Laura se olhou no espelho, vendo não apenas a figura estonteante de Isla, mas também a distorção entre o que ela estava sendo e o que realmente era. Por um momento, sentiu uma onda de desconforto, mas logo se recuperou. Ela precisava ser Isla agora. Não havia mais espaço para dúvidas.
Ao chegar ao estúdio para o comercial, Laura fez sua entrada com confiança. As câmeras, as luzes brilhantes e o estúdio agitado a receberam com um silêncio temporário. As candidatas estavam sendo organizadas para a gravação, e Laura se manteve em seu papel, agora mais do que nunca. Quando entrou no palco, o olhar dos outros, especialmente de Dahlia Monet, foi instantâneo.

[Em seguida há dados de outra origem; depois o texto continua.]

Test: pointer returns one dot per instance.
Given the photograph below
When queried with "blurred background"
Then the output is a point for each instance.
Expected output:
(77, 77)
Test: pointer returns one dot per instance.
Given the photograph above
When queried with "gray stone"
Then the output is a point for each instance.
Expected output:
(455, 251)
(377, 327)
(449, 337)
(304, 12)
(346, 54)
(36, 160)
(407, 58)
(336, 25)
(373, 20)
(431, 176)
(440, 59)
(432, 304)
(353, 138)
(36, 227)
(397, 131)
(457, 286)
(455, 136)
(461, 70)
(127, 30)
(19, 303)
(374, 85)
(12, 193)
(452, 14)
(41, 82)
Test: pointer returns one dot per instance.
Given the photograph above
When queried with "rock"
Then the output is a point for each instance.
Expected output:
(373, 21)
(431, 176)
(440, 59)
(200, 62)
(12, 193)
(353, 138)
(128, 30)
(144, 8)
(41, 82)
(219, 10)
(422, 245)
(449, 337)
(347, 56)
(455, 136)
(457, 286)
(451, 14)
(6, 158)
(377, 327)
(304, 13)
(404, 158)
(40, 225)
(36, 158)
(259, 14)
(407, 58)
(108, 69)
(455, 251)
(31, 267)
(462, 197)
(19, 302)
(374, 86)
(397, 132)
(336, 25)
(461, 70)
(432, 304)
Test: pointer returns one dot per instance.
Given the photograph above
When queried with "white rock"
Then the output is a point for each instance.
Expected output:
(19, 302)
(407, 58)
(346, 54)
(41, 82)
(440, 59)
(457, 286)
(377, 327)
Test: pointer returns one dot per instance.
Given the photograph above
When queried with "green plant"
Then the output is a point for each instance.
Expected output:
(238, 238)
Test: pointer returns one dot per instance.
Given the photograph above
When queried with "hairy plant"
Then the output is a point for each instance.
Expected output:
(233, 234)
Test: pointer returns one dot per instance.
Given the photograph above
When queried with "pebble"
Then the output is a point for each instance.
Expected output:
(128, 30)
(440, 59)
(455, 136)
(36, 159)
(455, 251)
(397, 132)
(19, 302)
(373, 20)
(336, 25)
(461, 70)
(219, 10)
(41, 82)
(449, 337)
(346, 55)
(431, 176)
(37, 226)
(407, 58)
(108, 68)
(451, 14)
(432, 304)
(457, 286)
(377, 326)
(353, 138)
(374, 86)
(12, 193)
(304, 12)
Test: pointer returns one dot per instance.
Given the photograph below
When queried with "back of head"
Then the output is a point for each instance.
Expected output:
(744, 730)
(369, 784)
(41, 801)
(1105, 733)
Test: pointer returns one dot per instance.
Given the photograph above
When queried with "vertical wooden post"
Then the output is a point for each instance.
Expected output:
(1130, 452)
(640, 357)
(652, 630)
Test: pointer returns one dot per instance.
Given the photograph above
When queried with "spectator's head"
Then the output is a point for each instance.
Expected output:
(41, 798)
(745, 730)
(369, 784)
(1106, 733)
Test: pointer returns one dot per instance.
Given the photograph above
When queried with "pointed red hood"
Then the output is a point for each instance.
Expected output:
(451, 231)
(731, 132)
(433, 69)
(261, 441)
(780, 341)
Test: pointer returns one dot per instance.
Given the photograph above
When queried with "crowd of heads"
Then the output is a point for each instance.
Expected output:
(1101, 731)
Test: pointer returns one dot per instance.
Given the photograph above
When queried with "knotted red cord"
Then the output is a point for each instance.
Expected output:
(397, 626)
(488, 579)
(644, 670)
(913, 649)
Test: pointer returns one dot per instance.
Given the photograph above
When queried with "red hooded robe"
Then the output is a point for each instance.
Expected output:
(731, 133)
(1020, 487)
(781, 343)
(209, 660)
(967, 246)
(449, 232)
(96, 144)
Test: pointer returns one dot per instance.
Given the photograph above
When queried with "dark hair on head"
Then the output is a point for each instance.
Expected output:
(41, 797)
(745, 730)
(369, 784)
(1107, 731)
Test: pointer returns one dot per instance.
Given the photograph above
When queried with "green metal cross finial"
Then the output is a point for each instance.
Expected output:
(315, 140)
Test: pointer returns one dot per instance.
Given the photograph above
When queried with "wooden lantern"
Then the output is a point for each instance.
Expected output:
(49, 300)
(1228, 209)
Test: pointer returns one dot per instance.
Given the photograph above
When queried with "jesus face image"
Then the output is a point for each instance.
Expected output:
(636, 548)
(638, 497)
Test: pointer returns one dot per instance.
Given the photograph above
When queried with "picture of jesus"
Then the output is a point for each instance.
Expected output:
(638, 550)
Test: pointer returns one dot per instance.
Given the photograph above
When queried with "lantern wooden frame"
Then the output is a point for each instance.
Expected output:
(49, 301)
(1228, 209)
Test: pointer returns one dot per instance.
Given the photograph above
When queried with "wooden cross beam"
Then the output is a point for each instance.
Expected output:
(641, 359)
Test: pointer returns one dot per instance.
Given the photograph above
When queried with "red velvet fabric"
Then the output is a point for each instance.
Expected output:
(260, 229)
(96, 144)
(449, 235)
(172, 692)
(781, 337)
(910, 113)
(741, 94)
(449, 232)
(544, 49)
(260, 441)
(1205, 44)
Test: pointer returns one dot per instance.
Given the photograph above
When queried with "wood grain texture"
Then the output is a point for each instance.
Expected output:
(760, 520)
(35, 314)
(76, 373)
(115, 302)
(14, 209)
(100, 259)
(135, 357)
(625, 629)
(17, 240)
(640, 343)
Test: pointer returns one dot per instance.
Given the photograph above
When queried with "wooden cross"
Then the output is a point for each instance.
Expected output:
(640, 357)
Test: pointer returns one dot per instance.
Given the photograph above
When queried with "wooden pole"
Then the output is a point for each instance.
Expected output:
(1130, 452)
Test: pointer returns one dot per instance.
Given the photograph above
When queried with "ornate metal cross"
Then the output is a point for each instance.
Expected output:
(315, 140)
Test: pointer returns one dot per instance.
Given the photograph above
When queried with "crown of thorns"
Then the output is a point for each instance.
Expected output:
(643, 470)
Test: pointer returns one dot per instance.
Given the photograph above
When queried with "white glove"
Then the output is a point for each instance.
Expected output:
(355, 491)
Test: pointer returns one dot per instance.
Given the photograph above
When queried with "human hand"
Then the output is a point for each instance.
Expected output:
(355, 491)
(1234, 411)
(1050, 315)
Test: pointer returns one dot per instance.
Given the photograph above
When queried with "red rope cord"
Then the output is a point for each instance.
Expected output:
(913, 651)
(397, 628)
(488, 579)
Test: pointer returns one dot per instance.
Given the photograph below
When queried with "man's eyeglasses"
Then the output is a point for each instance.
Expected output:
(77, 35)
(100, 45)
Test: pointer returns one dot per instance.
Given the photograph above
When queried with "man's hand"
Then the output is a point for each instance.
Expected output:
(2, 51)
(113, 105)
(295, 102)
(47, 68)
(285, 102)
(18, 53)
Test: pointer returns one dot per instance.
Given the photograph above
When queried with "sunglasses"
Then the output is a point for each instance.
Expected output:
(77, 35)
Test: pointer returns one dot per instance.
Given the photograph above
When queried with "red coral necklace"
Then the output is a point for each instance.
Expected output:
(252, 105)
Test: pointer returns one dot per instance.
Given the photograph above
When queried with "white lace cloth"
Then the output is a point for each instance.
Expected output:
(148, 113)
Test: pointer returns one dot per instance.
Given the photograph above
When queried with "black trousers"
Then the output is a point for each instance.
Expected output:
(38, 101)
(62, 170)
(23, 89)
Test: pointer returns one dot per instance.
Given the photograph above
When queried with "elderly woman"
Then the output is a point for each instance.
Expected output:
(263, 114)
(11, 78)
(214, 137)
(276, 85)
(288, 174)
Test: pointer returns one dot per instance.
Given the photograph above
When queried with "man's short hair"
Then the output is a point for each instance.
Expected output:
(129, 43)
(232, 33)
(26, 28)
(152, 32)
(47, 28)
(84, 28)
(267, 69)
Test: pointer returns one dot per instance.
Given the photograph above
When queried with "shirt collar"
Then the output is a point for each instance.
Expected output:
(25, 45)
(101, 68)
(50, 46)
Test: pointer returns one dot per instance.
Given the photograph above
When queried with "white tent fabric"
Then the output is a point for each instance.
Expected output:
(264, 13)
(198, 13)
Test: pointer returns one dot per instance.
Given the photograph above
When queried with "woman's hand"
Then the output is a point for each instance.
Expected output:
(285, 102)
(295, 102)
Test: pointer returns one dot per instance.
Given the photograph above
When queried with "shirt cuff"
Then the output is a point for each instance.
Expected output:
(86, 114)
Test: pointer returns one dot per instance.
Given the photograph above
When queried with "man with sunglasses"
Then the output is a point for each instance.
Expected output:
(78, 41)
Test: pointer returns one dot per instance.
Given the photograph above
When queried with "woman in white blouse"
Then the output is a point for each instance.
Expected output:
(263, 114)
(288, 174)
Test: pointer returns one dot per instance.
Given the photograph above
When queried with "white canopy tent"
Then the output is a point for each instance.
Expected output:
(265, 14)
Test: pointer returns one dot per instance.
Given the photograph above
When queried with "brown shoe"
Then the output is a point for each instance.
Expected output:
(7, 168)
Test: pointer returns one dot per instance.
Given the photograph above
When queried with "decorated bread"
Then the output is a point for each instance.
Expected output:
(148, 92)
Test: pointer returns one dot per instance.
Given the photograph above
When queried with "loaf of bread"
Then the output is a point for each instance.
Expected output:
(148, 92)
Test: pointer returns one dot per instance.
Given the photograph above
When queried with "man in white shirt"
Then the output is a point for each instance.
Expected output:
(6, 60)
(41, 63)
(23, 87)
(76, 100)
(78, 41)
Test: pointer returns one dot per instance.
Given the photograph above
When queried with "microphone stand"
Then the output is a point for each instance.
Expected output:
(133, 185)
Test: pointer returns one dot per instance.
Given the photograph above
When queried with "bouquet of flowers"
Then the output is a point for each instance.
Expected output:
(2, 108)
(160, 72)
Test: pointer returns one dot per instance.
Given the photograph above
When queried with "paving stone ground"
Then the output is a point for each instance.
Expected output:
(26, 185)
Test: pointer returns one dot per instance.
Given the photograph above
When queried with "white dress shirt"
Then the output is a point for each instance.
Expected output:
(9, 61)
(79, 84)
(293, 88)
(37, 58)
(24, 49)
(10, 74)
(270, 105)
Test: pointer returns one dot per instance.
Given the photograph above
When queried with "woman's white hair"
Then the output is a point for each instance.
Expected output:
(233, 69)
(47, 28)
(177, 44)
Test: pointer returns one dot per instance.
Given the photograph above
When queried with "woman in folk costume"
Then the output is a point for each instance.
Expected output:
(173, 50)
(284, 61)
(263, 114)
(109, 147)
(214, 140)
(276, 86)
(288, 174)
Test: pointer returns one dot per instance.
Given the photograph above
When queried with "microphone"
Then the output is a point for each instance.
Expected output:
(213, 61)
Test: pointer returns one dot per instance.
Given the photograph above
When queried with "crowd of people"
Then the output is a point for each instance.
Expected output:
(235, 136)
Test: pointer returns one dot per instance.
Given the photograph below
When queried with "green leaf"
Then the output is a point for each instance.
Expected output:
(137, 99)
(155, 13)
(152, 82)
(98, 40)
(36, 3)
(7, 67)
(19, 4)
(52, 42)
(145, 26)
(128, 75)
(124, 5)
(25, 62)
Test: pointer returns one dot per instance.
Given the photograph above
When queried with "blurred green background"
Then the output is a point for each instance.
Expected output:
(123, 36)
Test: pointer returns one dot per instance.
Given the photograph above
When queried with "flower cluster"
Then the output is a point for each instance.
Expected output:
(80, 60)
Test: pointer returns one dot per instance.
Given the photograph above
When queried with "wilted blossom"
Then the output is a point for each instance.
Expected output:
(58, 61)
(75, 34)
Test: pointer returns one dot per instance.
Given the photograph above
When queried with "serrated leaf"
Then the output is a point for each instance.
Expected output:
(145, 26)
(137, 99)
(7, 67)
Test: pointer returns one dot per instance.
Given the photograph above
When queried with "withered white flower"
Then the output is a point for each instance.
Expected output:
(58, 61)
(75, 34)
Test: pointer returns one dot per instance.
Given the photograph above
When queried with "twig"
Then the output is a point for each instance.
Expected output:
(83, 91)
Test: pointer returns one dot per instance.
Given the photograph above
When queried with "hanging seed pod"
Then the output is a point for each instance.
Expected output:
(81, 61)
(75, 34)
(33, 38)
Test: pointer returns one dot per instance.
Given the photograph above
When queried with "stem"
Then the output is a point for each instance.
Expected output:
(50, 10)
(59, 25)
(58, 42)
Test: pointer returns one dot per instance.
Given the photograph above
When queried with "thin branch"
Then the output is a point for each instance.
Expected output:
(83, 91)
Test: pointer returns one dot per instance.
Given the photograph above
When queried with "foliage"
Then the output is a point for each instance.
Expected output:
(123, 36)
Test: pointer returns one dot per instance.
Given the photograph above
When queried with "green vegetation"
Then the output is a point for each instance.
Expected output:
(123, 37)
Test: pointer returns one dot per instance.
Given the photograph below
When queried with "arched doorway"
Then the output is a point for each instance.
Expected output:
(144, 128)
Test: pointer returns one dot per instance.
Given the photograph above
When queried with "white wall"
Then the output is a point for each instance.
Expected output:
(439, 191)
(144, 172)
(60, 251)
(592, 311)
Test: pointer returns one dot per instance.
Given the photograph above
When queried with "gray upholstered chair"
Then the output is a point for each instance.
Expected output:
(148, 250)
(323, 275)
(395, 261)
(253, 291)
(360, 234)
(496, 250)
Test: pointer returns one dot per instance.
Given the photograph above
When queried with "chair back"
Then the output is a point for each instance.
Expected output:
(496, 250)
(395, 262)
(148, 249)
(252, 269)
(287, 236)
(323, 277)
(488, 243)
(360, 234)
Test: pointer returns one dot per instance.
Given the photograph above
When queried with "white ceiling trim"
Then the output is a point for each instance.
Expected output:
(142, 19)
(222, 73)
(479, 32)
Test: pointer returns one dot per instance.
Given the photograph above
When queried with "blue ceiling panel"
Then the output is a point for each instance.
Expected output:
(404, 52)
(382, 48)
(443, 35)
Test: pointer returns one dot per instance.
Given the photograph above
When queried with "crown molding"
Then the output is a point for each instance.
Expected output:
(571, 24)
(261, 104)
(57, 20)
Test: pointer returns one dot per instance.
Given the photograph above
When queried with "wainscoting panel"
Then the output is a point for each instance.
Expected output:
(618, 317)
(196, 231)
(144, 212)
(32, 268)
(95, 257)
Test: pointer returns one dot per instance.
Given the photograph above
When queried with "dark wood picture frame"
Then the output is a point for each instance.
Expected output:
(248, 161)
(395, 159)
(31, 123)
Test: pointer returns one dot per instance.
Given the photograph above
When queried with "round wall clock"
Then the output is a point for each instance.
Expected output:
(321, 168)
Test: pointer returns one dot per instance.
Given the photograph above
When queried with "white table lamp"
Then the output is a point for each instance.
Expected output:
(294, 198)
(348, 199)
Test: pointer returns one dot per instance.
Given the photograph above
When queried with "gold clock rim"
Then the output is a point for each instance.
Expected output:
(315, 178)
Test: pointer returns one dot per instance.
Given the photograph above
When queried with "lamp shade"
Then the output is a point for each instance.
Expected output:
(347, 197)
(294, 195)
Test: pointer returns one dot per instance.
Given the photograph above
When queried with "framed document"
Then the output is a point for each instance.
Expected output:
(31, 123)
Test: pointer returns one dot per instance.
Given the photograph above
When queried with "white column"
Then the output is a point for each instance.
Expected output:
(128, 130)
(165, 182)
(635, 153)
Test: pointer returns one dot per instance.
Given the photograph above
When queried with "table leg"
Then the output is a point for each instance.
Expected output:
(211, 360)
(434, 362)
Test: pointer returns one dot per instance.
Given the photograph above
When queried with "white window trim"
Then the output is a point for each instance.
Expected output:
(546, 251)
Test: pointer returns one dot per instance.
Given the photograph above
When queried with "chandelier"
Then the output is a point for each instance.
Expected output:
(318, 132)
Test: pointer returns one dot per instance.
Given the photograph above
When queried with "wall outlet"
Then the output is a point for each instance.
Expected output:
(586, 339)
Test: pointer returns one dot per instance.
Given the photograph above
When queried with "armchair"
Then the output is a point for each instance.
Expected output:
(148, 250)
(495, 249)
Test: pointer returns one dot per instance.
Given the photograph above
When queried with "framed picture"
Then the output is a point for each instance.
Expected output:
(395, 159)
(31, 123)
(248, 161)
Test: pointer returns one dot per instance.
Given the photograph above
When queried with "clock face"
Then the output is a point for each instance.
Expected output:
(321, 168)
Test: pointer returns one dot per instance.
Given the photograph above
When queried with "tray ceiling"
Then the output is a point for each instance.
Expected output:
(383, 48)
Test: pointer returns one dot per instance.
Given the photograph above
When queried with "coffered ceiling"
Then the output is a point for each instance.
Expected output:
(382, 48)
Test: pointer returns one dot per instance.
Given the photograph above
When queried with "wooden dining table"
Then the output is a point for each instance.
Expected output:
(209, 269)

Dahlia estava parada perto de uma das câmeras, seu olhar afiado e calculista observando cada movimento de Laura. Seu sorriso parecia genuíno, mas havia algo em sua expressão que deixou Laura desconfortável. Quando a gravidade da situação atingiu, Dahlia se aproximou, sua voz suave, mas carregada de veneno.
— Isla, querida — ela disse, com um sorriso tenso, colocando uma mão de leve sobre o ombro de Laura. — Sempre tão deslumbrante, não é? Mas não se esqueça de que o jogo aqui é bem mais complicado do que você imagina. As pessoas podem achar que você é única e imbatível, mas, como todos sabem, todo castelo de cristal tem seus pontos fracos.
Laura a olhou nos olhos, tentando não deixar transparecer a tensão crescente.
— Não entendo... que está falando, Dahrria — respondeu Laura, sua voz doce e tranquila, como Isla faria.
Dahlia se aproximou mais, com uma risada suave que parecia mais um sussurro venenoso.
— Claro que entende. Só não quer admitir. Mas a competição está apenas começando, e eu não sou de perder — ela disse, antes de se afastar, deixando um rastro de ameaça sutil no ar.
Laura permaneceu imóvel por um momento, o coração batendo forte no peito. A mensagem era clara, mas o que mais a incomodava não era o conteúdo da ameaça, mas o modo como Dahlia conseguia sempre manter o controle da situação, manipulando as pessoas sem nunca levantar a voz.
Enquanto isso, Rafael, que estava ao lado, percebeu a tensão e discretamente sacou seu celular, começando a gravar a conversa sem que nenhuma das duas percebessem. Ele sabia que, mais cedo ou mais tarde, precisaria dessas provas. Algo lhe dizia que essa guerra de palavras não ficaria apenas no campo da rivalidade.
Laura, ainda com a tensão em seu corpo, se afastou de Dahlia e se preparou para o comercial. Ela não podia deixar que nada a derrubasse agora. Afinal, ela não era apenas Isla Frost — mas ela não sabia quanto mais conseguiria manter essa fachada sem que tudo desmoronasse.